What ABTA's 2024 Holiday Habits reveals about travel's state of play

Findings revealed in the association's Holiday Habits 2024 report at The Travel Convention will make happy reading for travel agents: the average number of trips taken exceeds or matches any year in the past 10 and the percentage of those booking with a travel agent is up 4% against last year

Last month, ABTA's annual Confidence Index revealed that those booking with an agent are the second most confident traveller demographic in the UK – with package holiday guests trumping trade bookers by just two points.

Now, at the association's flagship Travel Convention conference in Greece's Costa Navarino, it brings more (mostly) good news to members and the wider trade with the 2024 edition of its Holiday Habits report.

What's the top line?

Of the nationally-representative sample of 2,000 UK travellers, 84% took holidays in the 12-month period up to August 2nd, 2024. That figure remains 4% behind the past-decade peak in 2019, matching last year's.

While that figure might speak to stability rather than momentum, the average number of holidays (3.9 per person) more than makes up for the stagnation. That average matches 2019 and exceeds any other year's edition of Holiday Habits, which has surveyed annual trends since 2010.

For agents specifically, there is much cause for celebration. Not only do agent bookers remain in the top two most confident demographics, but the percentage of guests booking with an agent has accelerated by 4% (from 34% last year to 38%). In the report, ABTA chair Mark Tanzer notes that consumer faith in travel generally "bucks the wider trend" of consumer confidence.

Making the most of momentum

That 4% growth in those booking with an agent, especially when considered alongside the growing consumer confidence in that same demographic, represents quite the opportunity for travel professionals. Largely, guests are booking with an agent for ease of booking, the guarantee of the help and support of a travel professional if things go wrong, and the time-saving component.

Image Credit: ABTA

Graeme Buck, ABTA's director of communications, noted, "If you are an agent, or indeed anybody working in travel, and you want to appeal to those confident travellers, look at the things that make them confident and give them those messages."

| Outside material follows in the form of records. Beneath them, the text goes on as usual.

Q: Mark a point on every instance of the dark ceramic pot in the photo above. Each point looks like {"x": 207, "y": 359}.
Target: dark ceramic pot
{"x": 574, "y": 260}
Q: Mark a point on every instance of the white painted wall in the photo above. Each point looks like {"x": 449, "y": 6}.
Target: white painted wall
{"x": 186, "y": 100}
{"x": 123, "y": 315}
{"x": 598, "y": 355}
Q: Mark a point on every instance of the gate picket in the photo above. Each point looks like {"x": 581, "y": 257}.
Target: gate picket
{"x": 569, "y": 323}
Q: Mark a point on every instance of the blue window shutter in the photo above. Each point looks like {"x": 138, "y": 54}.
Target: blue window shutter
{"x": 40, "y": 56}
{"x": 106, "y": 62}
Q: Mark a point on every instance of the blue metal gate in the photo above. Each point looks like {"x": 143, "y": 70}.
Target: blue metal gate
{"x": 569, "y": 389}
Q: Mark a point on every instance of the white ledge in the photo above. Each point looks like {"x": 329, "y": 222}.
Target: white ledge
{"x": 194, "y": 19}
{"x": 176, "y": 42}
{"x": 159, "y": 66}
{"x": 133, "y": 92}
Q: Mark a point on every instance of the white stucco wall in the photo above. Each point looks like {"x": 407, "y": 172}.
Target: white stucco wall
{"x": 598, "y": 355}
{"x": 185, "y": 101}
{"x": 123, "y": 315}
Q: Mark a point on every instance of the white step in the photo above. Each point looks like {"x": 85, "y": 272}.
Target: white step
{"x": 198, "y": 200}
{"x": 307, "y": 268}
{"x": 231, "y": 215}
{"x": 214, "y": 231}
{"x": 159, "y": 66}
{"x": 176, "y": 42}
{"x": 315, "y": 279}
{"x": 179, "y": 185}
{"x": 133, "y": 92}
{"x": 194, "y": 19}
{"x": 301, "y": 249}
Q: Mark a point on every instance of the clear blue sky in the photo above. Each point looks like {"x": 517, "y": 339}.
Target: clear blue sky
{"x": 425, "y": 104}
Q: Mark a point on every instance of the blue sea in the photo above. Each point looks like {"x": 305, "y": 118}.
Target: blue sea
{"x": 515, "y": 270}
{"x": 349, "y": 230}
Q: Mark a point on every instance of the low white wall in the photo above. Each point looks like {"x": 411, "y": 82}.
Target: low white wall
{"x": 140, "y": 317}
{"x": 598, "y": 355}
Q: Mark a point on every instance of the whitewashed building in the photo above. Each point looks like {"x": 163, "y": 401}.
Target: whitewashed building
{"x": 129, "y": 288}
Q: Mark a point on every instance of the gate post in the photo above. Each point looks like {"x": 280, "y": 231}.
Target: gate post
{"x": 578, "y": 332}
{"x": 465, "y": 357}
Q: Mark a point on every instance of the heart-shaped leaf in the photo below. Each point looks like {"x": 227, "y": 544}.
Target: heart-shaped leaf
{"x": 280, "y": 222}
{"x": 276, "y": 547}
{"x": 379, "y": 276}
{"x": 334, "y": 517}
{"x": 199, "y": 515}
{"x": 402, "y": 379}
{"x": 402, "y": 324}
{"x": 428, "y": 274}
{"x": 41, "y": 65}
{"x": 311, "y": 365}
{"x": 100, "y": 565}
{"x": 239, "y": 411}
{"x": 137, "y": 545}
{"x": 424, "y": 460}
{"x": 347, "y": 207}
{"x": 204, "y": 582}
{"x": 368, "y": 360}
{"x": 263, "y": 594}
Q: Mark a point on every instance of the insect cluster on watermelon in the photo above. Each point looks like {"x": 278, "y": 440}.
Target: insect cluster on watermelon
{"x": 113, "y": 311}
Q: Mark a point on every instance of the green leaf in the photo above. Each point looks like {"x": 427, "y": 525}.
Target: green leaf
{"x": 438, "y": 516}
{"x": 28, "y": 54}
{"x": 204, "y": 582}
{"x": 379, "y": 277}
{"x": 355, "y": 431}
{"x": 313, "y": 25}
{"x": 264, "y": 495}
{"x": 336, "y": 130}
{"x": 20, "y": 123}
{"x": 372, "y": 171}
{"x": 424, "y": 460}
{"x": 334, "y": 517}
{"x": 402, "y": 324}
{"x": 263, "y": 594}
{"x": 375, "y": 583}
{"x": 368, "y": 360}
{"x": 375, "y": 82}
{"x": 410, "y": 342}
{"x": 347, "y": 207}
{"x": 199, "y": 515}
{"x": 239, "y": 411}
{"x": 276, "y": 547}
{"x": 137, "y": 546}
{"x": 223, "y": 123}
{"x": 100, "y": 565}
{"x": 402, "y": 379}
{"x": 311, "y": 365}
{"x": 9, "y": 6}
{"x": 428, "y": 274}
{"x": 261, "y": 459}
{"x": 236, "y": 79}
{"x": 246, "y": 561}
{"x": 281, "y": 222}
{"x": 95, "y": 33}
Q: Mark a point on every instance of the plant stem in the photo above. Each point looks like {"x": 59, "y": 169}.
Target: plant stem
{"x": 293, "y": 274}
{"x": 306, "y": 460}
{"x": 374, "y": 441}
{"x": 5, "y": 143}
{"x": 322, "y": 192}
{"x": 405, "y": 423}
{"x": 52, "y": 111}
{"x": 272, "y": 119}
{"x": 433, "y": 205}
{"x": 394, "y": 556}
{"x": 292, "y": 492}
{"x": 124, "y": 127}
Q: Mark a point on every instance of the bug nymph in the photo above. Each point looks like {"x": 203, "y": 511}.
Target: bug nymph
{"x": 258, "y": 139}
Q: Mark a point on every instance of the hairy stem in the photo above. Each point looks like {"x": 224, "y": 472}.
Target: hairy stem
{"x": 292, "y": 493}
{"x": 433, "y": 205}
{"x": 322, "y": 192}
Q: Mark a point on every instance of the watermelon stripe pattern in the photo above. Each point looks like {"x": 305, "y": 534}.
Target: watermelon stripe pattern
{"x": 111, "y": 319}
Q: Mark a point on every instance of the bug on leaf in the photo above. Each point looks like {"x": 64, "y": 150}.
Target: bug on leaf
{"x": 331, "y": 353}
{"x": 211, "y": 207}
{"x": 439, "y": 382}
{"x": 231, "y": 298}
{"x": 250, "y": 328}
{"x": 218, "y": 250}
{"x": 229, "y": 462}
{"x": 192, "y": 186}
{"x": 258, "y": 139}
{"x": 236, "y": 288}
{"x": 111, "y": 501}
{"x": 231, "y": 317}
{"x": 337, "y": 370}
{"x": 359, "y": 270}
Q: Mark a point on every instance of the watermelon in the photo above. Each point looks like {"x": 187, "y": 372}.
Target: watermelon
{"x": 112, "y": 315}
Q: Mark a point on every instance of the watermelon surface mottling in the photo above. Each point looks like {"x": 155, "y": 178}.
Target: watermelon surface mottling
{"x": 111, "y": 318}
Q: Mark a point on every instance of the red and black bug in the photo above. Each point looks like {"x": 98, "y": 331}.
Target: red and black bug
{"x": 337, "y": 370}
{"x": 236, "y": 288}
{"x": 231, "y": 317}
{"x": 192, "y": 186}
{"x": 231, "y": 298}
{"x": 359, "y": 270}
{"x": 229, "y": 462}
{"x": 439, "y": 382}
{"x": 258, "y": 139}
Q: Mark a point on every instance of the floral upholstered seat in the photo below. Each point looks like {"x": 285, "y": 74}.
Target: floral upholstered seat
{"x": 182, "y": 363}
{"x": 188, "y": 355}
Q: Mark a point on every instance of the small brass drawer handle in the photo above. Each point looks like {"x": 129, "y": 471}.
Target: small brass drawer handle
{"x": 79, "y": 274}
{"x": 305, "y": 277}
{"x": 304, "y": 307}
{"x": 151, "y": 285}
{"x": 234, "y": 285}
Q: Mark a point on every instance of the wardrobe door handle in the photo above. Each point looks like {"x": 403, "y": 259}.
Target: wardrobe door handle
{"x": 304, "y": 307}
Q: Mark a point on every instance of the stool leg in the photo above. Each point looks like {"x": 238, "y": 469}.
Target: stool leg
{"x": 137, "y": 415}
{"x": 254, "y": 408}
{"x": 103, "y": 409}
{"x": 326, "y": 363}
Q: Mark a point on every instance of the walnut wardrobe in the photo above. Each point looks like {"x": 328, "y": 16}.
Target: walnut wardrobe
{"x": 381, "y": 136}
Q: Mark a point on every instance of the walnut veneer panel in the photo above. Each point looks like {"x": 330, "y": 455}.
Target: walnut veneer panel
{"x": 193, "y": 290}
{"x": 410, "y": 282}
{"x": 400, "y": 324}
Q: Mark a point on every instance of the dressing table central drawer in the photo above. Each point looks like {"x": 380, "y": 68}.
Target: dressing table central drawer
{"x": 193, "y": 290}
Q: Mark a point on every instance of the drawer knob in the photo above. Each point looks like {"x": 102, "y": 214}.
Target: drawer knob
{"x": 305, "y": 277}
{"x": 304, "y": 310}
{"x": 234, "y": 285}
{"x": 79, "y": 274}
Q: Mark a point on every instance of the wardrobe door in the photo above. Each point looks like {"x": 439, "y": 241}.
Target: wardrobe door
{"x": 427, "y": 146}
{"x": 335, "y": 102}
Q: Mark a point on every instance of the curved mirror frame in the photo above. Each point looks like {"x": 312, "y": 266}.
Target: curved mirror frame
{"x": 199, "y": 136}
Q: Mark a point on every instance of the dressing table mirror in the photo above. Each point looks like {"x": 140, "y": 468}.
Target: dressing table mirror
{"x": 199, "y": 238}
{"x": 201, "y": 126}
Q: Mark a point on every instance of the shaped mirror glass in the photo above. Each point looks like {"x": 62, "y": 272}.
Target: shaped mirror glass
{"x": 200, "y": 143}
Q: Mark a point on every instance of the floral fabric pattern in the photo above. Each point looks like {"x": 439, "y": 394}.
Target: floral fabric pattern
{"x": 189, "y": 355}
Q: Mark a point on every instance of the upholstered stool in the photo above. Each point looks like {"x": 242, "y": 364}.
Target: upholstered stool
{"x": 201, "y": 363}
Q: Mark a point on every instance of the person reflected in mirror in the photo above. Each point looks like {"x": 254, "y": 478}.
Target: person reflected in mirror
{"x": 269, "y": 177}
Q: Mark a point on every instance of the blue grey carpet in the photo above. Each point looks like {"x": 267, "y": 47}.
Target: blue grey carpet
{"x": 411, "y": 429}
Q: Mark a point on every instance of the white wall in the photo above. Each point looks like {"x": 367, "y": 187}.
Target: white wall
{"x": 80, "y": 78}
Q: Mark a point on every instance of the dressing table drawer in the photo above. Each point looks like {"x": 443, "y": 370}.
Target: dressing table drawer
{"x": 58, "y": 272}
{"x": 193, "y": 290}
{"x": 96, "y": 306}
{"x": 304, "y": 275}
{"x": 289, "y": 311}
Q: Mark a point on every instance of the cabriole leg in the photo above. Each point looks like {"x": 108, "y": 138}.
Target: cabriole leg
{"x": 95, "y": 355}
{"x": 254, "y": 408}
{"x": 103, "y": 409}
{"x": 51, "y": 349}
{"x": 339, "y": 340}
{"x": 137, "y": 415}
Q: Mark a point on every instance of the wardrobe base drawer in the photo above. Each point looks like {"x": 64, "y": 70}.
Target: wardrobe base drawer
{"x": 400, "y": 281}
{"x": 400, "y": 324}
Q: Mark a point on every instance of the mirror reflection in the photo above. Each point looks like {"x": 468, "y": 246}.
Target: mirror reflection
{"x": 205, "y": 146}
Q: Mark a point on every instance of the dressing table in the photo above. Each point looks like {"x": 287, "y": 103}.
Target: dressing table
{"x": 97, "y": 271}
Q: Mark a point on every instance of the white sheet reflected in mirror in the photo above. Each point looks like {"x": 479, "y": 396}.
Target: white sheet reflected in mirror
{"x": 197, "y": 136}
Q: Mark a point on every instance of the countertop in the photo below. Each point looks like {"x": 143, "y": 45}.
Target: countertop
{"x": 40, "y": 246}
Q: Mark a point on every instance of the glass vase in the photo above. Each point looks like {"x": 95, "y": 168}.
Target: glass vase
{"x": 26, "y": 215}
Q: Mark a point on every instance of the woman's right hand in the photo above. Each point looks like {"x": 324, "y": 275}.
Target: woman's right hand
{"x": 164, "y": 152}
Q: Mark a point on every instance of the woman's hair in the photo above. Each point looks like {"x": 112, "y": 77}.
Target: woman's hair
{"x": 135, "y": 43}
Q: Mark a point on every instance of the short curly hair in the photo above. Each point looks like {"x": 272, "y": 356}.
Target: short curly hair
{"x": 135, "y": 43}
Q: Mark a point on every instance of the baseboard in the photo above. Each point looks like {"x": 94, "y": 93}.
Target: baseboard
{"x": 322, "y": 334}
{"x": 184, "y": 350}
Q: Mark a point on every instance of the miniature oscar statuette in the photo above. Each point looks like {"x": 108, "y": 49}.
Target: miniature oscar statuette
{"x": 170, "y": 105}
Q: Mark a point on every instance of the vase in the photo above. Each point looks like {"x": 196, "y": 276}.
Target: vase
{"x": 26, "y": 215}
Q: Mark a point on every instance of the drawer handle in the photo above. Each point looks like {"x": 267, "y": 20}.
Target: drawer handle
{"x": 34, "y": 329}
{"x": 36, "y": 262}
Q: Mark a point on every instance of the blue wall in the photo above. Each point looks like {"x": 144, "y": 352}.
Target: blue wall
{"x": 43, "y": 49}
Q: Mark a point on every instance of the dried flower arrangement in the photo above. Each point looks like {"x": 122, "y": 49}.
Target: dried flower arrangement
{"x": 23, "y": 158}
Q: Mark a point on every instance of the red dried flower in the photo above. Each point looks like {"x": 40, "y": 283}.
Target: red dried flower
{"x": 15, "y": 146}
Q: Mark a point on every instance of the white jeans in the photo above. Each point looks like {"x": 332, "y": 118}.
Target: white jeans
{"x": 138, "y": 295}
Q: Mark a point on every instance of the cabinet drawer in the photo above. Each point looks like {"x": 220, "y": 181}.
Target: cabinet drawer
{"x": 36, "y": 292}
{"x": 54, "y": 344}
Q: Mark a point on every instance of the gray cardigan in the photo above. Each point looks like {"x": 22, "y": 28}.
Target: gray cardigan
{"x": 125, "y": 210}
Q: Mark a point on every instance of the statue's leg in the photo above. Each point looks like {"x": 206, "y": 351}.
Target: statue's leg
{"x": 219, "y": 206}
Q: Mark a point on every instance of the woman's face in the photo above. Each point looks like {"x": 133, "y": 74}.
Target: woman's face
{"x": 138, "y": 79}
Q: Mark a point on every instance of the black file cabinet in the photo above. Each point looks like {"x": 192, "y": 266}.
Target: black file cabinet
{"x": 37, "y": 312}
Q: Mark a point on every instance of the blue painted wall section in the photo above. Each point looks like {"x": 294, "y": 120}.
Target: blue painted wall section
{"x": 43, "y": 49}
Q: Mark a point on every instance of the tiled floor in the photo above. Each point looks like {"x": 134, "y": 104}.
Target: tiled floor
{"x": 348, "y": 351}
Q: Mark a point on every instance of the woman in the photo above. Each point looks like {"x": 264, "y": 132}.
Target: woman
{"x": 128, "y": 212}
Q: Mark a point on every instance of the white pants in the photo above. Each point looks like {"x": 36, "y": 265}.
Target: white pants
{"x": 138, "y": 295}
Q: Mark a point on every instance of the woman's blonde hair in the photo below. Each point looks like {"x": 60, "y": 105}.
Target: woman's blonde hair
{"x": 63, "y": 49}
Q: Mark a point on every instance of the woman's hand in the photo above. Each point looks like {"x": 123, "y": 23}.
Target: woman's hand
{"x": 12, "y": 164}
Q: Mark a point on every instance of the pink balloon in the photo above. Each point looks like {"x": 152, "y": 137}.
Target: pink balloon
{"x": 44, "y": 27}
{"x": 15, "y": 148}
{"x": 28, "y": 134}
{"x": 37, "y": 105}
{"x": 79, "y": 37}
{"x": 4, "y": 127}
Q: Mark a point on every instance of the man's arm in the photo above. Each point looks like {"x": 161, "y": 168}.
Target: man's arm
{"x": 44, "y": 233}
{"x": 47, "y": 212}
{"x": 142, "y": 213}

Beyond the reason for booking through one channel over another, drivers of confidence to travel more generally include a growing emphasis on knowing whether or not they have the right documents, up 4% in the ranks of key confidence drivers against last year in the light of continuing confusion about European Union regulations for UK arrivals. Being able to get home should companies go bust (53% in 2023 to 58% this year) and knowing the total price in advance (up from 49% to 54%) are also gaining similar traction.

Graeme continued, "It could be as easy as a social media campaign showcasing the passport rules for the EU... [whatever] will encourage people to book. Take the information and make it work for you, rather than waiting for confident travellers to come to you."

When the parent pound meets the cruise craze

Graeme also reported that "the parent pound is strong" with both brackets of families surveyed (younger families with kids under five and older families with kids over five) reporting an above average (6.5 and 5.3, respectively) number of holidays annually.

Continuing, Graeme speculated, "One theory we had, although the research doesn't say this specifically, was whether or not the young families, with kids under school age... might start to soon be restricted by school holidays for travel, so there are people wanting to take the young kids away quite a bit before they are affected by term times."

12% of those surveyed went on a cruise holiday in the past 12 months, largely motivated by the opportunity to visit multiple destinations; the convenience of centralised meals, accommodation, transport and entertainment; and value for money.

The number of families heading aboard has almost doubled over the past half-decade (from 8% in 2019 to 15% this year). Across the board (those who did and did not cruise), UK sailings were the preferred type for 51% of families and a weekend cruise interested 24%.

What now?

The next couple of days promises more insight, analysis and groundwork for action at 2024's Travel Convention, where chair Mark Tanzer promised that the association, speakers and delegates will "shine a torch into the future and help us find the pathway forward."